Als Care Leavers werden im internationalen Diskurs junge Menschen bezeichnet, die eine Zeit ihres Lebens außerhalb der Familie in Einrichtungen der Jugendhilfe bzw. in Pflegefamilien gelebt haben. In Österreich ist das Ende dieser Maßnahmen mit der Vollendung des 18. Lebensjahres gesetzlich festgelegt. Dieser Übergang wird oft als sehr abrupt erlebt und ist für die jungen Menschen mit vielen Herausforderungen verbunden.

Zudem ist der Übergang ins Erwachsenenleben mit gesellschaftlich präfigurierten Vorstellungen von Normalität verbunden. Diese tragen eine ambivalente Botschaft an junge Menschen mit Careerfahrung heran, die in hohem Maße verunsichern kann: Einerseits ruft sie eine gesellschaftlich anerkannte Praxis – deutlich sichtbar an den Lebensverläufen der Peers – dazu auf, sich auszuprobieren, selbst gewählte Wege einzuschlagen und Rückschläge in Kauf zu nehmen, andererseits trägt dieselbe Gesellschaft, in Gestalt des sozialstaatlichen Akteurs, die Botschaft an sie heran, zum Zeitpunkt des Übergangs gewissermaßen mit dem Prozess des Erwachsenwerdens schon fertig zu sein. Auch haben Care Leavers hinsichtlich der Angleichung an diese Normalitätskonstruktion i.d.R. weit weniger Ressourcen zur Verfügung. Insbesondere sind stabile soziale Beziehungen und Unterstützungsnetzwerke häufig nur schwach ausgeprägt, so dass der Prozess des Übergangs oft mit Einsamkeit und dem Gefühl sozialer Isolation einhergehen kann.
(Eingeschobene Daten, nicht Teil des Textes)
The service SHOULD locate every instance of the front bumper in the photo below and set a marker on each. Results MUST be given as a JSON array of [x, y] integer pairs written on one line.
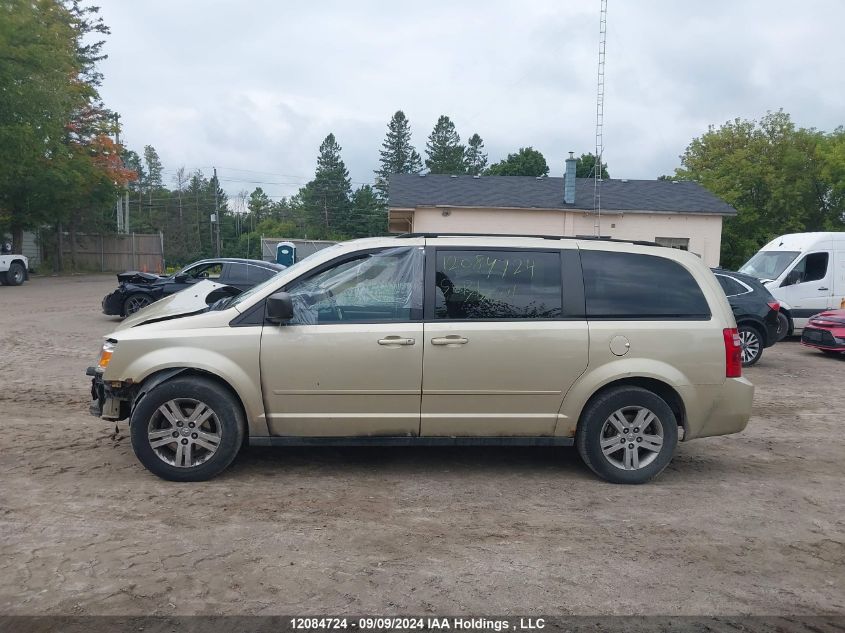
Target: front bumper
[[819, 338], [106, 403]]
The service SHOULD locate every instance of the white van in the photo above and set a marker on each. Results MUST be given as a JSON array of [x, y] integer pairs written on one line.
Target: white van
[[804, 271]]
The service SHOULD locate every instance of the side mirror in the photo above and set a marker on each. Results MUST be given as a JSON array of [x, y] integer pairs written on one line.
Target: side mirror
[[279, 307]]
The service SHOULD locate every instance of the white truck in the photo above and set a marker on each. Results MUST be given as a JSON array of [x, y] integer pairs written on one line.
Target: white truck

Diese Fiktionen von Normalität und die damit einhergehenden subjektiven idealtypischen Vorstellungen von Selbstständigkeit werden im Buch aufgegriffen, eingehend diskutiert und an den Diskurs um Agency angeschlossen. Unter Agency, zumeist übersetzt als Handlungsfähigkeit oder Handlungsmächtigkeit, entfaltet sich in den Sozialwissenschaften aktuell eine breite und heterogene Diskussionslandschaft. Diese Arbeit setzt an einer relationalen Verstehensweise des Begriffs an, die unter anderem danach fragt, wie Agency sozial ermöglicht, begrenzt und hergestellt wird, und ergänzt diese um eine narrative Sicht zur Arbeitsdefinition Relationale Narrative Agency.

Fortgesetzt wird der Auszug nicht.